5.8.2 Data Placement Keys

When data is loaded into MySQL HeatWave, it is partitioned by the table primary key and sliced horizontally for distribution among MySQL HeatWave nodes by default. However, this may not be optimal for queries involving JOIN or GROUP BY operations as they incur costs due to data redistribution among MySQL HeatWave nodes at query execution time

In case of such queries, the data placement key feature permits partitioning data by JOIN or GROUP BY key columns instead of primary keys. To use this feature, define data placement keys on the most frequently used JOIN keys and the keys of the longest running queries.

Tip

For data placement key recommendations, use MySQL HeatWave Autopilot Advisor after loading tables into MySQL HeatWave and running queries. For more information, see Section 5.8, “Optimize Workloads for OLAP”.

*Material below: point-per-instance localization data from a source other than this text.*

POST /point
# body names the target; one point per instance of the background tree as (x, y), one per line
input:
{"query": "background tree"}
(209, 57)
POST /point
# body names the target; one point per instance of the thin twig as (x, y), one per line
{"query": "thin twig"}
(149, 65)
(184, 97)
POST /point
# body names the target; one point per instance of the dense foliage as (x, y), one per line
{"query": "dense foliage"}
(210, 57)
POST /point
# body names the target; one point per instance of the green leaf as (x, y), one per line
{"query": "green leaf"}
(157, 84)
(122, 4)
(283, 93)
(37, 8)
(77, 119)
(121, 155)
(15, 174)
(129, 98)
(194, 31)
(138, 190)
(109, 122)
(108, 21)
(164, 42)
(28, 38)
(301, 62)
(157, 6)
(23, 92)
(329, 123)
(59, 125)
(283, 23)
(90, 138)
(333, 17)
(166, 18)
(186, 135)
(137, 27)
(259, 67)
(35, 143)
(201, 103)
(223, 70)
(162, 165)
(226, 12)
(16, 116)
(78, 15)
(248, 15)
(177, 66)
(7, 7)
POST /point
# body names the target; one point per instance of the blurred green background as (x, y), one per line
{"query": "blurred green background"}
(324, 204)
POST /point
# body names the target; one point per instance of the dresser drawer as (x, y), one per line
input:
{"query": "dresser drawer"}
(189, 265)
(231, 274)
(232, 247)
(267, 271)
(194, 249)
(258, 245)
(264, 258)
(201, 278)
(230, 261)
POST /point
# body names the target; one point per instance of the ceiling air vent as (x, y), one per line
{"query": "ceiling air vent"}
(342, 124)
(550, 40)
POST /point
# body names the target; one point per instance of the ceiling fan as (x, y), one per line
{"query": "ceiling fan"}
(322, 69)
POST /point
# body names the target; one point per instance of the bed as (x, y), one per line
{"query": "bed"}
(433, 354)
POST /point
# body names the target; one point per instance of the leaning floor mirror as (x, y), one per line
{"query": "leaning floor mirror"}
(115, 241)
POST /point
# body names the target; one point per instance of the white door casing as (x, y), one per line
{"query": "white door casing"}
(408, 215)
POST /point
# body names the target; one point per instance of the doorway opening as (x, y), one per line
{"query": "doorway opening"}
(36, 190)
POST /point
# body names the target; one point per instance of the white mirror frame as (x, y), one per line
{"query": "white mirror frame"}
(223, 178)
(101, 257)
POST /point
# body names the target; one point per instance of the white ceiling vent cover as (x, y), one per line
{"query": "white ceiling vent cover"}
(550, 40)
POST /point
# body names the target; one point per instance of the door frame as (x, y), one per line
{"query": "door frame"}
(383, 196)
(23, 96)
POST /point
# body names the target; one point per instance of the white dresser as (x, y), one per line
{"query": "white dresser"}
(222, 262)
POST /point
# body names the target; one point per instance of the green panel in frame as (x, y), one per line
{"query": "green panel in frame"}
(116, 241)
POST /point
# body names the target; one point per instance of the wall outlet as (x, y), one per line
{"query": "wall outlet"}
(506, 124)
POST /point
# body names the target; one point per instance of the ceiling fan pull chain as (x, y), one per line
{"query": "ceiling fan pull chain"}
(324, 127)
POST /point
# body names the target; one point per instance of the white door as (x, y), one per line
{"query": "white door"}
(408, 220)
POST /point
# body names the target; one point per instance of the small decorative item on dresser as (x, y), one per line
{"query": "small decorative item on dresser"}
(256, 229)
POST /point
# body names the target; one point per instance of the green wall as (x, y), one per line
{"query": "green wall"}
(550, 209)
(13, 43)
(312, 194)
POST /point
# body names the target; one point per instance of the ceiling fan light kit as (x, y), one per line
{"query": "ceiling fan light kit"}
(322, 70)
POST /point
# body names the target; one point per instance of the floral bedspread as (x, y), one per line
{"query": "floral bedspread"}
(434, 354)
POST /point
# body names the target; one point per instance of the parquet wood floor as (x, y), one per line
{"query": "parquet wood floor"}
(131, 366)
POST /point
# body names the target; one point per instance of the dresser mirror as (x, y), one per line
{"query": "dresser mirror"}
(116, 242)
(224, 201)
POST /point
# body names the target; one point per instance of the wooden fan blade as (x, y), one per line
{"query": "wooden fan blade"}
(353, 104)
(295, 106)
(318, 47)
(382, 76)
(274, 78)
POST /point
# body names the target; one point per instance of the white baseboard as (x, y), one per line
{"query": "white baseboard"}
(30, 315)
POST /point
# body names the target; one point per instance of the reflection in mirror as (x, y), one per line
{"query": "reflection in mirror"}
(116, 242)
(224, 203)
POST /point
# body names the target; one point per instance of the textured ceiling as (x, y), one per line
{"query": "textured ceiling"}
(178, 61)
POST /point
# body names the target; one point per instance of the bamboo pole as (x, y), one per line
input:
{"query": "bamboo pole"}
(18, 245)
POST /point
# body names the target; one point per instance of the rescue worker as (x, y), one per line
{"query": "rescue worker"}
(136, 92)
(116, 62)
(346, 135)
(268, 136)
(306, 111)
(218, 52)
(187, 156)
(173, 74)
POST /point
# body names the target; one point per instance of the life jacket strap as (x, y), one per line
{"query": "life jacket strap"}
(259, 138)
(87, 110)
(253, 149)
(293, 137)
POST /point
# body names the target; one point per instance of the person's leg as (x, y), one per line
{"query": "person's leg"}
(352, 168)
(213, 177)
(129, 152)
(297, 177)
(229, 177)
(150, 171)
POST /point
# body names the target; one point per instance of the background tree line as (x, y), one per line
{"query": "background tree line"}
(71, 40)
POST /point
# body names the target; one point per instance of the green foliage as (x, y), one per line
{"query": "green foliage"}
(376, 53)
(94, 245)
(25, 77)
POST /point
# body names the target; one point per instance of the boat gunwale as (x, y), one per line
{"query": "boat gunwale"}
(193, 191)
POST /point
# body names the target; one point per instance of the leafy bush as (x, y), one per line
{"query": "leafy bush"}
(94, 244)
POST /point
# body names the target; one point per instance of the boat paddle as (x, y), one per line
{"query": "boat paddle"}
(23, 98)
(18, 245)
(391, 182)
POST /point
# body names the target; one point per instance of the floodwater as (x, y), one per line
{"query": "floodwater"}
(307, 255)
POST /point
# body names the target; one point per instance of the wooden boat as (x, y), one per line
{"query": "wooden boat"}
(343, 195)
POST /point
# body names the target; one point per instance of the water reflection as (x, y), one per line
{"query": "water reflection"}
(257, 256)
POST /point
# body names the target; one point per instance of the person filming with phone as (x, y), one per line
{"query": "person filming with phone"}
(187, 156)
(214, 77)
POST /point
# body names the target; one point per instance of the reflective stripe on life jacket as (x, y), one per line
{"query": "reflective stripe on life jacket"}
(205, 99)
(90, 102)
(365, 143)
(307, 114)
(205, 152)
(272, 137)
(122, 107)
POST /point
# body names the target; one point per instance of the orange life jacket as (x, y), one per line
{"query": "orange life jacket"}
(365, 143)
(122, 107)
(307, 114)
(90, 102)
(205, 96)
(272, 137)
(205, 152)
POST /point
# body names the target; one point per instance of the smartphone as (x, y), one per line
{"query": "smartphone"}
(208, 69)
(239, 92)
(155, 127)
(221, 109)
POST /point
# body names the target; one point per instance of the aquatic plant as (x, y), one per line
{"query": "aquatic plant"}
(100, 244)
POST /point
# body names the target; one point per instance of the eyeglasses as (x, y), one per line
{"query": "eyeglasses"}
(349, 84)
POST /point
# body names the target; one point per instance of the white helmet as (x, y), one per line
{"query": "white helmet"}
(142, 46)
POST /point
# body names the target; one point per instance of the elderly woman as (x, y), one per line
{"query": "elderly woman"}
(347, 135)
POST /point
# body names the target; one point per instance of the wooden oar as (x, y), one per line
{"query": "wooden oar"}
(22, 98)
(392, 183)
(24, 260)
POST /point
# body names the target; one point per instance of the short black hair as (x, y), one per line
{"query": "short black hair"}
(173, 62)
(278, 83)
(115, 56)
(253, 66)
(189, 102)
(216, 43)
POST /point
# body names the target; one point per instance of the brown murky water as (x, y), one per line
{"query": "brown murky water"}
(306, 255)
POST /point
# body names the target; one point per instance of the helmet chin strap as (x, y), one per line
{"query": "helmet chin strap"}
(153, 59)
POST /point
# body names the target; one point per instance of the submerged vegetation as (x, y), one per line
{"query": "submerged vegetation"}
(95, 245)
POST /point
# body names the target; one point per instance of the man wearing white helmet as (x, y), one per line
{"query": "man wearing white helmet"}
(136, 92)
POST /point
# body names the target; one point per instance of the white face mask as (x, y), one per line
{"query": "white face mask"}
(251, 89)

This topic includes the following sections:

Before You Begin

Review the requirements.
Connect to your MySQL DB System.
The examples in this topic use the sample database airportdb. To learn how to download the sample database, see AirportDB Analytics Quickstart.

Define a Data Placement Key

Defining a data placement key requires adding a column comment with the data placement keyword string:

RAPID_COLUMN=DATA_PLACEMENT_KEY=N

where N is an index value that defines the priority order of data placement keys. The rules for assigning a data placement index are:

The index must start with 1.
Index values range from 1 to 16.
Each column must have an unique index value. For example, you cannot assign the index value of 2 to more than one column in the same table.
Always assign consecutive index values, without gaps.For example, if you define a data placement key column with an index value of 3, there must also be two other data placement key columns with index values of 1 and 2, respectively.

The following example shows multiple columns defined as data placement keys. Although a primary key is defined, data is partitioned by the data placement keys, which are prioritized over the primary key.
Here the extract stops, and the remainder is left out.